While the group’s plan failed to gain traction, Simpson’s role in the effort vaulted him back into the political spotlight as a commanding voice on national debt, an issue he tried to impress upon young people.

“Stop Instagramming your breakfast and tweeting your first world problems and getting on YouTube so you can see ‘Gangnam Style,’” he said in a 2012 video in which the octogenarian hopped to the song in an effort to raise awareness about the national debt.

In a statement released after Simpson’s death, former President George W. Bush described Simpson as “one of the finest public servants ever to have graced our nation’s capital” and noted how the former senator delivered a eulogy at the funeral for his father, former President George H. W. Bush, in 2018.

“My family will remember him best not for his many accomplishments, but for his loyal friendship – and sharp sense of humor,” Bush said.

Then-President Joe Biden cited Simpson’s “spirit” when he presented his former Senate colleague with the Presidential Medal of Freedom in July 2022.

In this July 2022 photo, President Joe Biden presents former Sen. Alan Simpson with the Presidential Medal of Freedom, the nation's highest civilian honor, in the East Room of the White House in Washington, DC.

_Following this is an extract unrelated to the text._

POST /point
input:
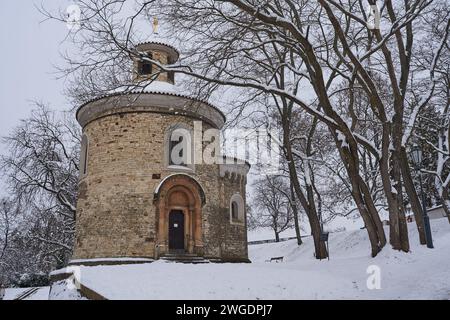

“He allowed his conscience to be his guide. And he believed in forging real relationships even with people on the other side of the aisle, proving we can do anything when we work together as the United States of America,” Biden said from the White House.

“It matters, it matters, it matters. We need more of your spirit back in the United States Senate on both sides of the aisle.”

Indeed, by the end of life, Simpson had also identified the growing political divide in Congress as a key threat to the nation’s well-being, lamenting to CNN in 2018, “You can see the bitterness that goes on.”

“You see the fact that if they’re a Democrat, you just ignore them, or if they’re a Republican, you ignore them.”

CNN’s Jeff Zeleny and Michael Williams contributed to this report.